This summer, arts institutions all over Germany are celebrating the centenary of one of the strangest and most charismatic artists of the 20th century – a man who challenged the art establishment and changed the course of modern art. He was frequently dismissed as crazy, yet he transformed the cultural landscape – not only in his native Germany, but throughout the western world. His mantra, “Everyone is an artist”, became a cri de coeur for a new generation, for whom the gallery was just a sideshow. For Joseph Beuys, art could be anything – it encompassed everything, it had no limits. For him, being an artist was a state of mind, a way of life.
By the time he died in 1986, Beuys had come to be regarded as more of a living artwork than an artist – a kind of Teutonic Andy Warhol, instantly recognisable in his trademark uniform of fedora, fisherman’s tabard and fur coat.

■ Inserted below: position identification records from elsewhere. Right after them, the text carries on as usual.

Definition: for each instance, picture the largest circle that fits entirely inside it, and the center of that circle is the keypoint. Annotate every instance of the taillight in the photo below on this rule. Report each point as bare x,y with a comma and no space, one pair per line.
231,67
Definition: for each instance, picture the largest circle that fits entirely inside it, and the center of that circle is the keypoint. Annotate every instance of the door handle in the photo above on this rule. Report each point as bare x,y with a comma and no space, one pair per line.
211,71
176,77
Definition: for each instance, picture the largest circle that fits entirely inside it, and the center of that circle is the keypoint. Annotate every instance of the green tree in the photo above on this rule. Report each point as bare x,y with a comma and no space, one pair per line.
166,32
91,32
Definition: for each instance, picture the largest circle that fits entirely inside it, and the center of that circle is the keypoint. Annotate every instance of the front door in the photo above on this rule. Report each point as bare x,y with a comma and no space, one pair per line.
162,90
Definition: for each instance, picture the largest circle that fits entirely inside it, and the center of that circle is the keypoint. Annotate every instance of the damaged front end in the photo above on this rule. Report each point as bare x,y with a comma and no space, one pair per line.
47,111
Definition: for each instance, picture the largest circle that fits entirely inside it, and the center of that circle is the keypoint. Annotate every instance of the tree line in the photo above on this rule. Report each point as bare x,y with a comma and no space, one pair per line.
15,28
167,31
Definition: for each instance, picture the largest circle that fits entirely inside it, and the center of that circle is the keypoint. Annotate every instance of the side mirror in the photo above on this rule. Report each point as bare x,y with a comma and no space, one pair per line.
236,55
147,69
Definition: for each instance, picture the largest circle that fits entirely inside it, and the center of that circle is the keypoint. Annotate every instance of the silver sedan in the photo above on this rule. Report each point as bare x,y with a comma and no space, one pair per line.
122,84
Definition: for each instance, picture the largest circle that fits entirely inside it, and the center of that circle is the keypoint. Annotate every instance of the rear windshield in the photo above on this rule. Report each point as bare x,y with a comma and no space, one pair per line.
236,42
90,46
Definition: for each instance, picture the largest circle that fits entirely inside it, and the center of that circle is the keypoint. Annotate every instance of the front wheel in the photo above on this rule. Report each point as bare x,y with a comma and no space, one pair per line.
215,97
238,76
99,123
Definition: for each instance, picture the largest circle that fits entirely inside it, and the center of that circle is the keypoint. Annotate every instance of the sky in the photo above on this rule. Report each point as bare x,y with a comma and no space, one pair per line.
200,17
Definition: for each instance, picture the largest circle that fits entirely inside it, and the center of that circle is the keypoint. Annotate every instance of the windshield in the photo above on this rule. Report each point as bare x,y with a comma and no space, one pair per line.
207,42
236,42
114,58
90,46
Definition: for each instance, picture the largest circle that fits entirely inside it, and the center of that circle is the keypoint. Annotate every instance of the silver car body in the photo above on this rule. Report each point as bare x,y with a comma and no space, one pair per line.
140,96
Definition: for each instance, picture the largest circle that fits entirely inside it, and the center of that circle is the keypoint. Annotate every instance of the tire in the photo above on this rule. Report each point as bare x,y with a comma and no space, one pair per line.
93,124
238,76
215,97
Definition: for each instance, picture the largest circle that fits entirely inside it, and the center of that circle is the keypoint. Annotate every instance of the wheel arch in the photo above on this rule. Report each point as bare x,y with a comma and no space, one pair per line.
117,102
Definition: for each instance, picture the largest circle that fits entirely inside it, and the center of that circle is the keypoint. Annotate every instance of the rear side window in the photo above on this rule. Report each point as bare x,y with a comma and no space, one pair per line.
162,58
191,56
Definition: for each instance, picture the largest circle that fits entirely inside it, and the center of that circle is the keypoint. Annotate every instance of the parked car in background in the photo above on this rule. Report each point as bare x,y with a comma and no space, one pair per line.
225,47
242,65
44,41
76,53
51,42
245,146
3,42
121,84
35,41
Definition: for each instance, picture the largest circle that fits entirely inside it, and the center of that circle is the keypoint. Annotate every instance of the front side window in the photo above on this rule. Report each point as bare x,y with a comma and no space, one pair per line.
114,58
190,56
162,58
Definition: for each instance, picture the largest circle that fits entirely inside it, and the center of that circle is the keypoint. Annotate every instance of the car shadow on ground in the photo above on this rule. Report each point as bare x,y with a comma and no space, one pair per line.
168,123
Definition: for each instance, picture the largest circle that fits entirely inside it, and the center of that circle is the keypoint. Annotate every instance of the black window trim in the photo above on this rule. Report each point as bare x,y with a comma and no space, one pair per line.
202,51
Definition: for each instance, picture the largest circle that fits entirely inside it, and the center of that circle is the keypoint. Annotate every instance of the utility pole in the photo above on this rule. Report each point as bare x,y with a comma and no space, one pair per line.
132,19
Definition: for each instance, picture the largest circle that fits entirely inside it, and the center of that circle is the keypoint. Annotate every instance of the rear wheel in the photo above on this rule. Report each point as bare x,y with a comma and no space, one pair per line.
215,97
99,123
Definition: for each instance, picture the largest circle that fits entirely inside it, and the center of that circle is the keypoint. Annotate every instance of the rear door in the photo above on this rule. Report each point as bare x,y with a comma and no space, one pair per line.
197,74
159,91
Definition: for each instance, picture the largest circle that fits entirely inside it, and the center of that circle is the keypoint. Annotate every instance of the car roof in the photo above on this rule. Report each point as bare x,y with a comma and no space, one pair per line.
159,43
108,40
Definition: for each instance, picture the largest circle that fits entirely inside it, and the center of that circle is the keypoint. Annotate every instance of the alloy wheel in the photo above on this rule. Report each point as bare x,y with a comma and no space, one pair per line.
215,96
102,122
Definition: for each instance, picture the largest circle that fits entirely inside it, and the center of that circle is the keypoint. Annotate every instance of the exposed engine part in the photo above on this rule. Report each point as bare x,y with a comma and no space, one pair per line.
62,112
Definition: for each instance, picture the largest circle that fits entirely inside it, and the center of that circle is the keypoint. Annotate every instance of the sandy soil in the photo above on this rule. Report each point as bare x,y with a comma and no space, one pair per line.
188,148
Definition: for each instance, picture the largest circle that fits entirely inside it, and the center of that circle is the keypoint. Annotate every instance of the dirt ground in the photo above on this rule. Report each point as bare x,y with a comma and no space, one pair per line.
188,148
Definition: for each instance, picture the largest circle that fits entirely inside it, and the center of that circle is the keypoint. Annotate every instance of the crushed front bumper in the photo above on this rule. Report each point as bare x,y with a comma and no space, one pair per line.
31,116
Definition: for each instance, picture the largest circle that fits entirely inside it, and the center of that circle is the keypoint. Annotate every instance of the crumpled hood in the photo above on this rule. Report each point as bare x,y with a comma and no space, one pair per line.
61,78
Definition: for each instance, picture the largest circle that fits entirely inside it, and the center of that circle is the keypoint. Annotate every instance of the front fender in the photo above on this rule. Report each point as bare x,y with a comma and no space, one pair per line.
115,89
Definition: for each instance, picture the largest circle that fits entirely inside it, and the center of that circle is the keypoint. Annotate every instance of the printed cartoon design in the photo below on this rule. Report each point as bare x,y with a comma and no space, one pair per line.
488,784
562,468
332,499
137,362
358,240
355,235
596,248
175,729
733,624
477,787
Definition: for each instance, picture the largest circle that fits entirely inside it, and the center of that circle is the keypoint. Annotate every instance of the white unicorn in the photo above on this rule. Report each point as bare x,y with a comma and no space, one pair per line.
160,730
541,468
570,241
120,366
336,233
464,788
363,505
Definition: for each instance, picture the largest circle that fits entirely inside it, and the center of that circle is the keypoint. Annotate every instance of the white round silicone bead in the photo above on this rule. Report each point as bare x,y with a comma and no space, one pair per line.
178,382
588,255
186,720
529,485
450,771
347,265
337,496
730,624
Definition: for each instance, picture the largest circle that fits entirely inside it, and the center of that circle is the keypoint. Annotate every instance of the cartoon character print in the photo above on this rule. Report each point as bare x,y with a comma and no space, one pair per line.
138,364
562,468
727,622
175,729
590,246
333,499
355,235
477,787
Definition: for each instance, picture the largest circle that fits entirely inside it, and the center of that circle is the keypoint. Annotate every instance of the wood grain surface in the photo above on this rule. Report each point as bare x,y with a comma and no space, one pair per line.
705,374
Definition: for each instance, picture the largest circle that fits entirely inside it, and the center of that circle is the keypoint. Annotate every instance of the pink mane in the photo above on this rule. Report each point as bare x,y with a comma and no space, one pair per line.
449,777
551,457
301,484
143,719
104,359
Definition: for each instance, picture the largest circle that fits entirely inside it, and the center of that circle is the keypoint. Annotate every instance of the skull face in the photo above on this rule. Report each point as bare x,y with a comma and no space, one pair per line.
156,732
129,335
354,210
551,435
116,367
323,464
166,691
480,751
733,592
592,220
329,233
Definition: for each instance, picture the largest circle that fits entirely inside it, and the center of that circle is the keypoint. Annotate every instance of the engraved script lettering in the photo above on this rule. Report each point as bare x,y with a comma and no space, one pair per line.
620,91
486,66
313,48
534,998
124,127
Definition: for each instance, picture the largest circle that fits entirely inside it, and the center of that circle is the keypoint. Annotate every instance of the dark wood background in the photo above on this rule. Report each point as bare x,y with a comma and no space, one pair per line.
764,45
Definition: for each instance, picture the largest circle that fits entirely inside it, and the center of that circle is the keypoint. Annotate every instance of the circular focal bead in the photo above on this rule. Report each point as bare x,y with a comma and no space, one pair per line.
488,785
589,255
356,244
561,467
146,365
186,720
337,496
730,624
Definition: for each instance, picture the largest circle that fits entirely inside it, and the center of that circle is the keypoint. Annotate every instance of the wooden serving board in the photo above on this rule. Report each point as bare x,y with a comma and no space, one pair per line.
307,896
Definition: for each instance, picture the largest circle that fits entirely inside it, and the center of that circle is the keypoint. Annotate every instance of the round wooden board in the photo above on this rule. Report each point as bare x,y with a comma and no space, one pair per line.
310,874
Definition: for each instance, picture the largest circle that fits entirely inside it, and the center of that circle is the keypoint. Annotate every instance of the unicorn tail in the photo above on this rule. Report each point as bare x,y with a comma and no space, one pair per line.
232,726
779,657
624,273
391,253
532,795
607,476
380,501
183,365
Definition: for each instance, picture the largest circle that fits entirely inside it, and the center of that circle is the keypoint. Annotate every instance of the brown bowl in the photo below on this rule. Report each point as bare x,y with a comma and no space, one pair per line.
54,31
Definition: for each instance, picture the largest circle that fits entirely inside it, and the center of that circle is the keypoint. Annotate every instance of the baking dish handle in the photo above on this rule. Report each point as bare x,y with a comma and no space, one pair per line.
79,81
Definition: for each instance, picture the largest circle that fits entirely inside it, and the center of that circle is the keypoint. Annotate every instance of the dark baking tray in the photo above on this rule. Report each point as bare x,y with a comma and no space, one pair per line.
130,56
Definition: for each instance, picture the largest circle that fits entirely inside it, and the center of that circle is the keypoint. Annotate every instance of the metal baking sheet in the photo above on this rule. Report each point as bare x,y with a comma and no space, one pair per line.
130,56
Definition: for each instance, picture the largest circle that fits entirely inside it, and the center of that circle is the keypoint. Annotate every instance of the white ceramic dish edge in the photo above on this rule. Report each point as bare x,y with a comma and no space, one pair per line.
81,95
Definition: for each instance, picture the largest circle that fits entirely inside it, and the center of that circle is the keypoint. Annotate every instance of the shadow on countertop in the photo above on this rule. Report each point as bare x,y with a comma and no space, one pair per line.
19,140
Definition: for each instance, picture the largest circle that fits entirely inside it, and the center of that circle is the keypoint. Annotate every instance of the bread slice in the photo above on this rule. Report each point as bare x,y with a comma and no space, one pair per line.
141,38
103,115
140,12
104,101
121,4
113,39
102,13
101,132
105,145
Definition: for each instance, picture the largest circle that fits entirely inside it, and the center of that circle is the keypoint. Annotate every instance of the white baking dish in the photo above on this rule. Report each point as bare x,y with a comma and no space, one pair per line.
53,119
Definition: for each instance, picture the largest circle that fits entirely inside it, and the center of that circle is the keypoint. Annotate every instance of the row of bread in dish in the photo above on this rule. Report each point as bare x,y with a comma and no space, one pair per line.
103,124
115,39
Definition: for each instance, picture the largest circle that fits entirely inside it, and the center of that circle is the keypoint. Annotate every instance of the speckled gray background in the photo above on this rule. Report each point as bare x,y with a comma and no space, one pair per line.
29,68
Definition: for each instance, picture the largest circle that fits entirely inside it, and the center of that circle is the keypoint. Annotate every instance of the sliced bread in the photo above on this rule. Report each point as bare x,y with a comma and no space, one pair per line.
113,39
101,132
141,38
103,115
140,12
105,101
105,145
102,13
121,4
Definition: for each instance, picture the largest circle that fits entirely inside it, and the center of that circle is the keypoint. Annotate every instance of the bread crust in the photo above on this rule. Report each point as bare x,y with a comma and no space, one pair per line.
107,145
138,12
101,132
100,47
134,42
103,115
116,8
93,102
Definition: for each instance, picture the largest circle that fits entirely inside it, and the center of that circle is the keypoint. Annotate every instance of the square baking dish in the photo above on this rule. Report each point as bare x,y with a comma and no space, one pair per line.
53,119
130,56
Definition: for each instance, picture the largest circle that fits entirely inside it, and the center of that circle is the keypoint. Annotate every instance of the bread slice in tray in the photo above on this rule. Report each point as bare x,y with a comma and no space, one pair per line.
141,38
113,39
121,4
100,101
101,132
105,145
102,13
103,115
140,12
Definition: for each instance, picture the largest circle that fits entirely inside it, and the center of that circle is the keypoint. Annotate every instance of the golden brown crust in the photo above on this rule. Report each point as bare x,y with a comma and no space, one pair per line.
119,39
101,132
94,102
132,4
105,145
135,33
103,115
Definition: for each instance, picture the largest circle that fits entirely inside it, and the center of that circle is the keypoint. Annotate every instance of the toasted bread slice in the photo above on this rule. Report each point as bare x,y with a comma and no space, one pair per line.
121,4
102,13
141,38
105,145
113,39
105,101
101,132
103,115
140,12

Some revered him as a shaman. Others denounced him as a charlatan. For some, he was a philosopher. For others, he was a holy fool, an idiot savant. So who was Joseph Beuys, and why is he still important? And what does he have to teach us about the world today?
Joseph Beuys was born 12 May 1921 in Krefeld, an industrial town near Düsseldorf, and raised in Kleve, a medieval town on the Lower Rhine. His father was a moderately successful businessman. He was an only child. He was 11 years old when Hitler came to power. In 1936, like most boys his age, he joined the Hitler Youth. He was an able student, with a flair for drawing and an interest in science. He was unsure whether to train as a sculptor or a doctor. And then, when he was 18, Germany went to war.